Ancient Greek art and literature were the conventional media for the representation of reality. They did not however remain unaltered through various historic phases but they changed due to the expansion of knowledge and the evolution of political and social systems. In primitive societies the conception and interpretation of the world are based both on the experience of individuals and on the theory expressed by a social group, the latter being always more persuasive and acceptable. However, as the importance of experience increases, art tends to more and more realistic forms; or, to put it otherwise, Greek history and civilization gain importance as opposed to the mythological – traditional interpretation of the world.
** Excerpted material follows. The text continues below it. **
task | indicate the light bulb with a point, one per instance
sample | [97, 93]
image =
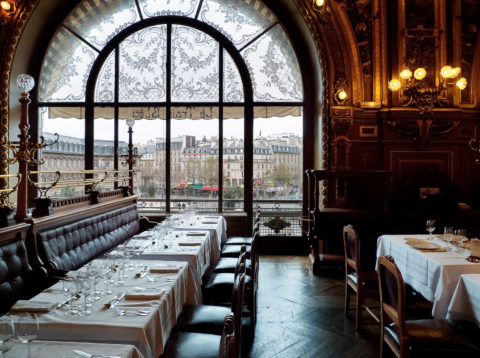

The celebrated fifth century and the classical art of the time lie between this development from mythology to experience. Needless to say that when we refer to the new conception of the world and its representation we cannot but recall that the dawn of the fifth century coincides with the birth of the Athenian democracy. As much as the institution of democracy was a significant step towards political freedom (in which more citizens than ever before participated) so the novelties in the arts pointed towards a more empirical conception of life.
Democracy and theatre
Drama can be considered as the art par excellence of the fifth century since its embryonic stage (Thespis’s period), birth and growth coincide with the embryonic period (from Solon onwards), birth and full development of democracy. Democracy from its very nature is, according to Thucydides (2,37,1), the regime that has as a prerequisite the union and collaboration of all sociopolitical forces; drama is also a composite art that requires the creative participation of many artists and combines speech, motion, music, architecture and painting. The audience to which drama is addressed is the body of civilians. To accommodate this audience a new public edifice is created, the theatre, that is also frequently used for the public assembly. Beyond, however, this somehow superficial relation another more essential comparison can be made between democratic function and theatre. In the ecclesia (public assembly) the present and the future of the city were discussed. Tragedy in theatre represented the past. However, this representation was neither static nor was it based on the established common view. Founded on dialectics theatre treated myth in a way that exposed a new version and interpretation of the past. This kind of interpretation greatly diverges from the representation of past in the epos or religious art, and exactly there lies its significance. Divergence in interpretataion was conditioned by the character of the regime ranging from the despotic to the democratic – a divergence obvious in the plays of Aeschylus and Euripides – and naturally by the range of human thought from the naïve to the rational.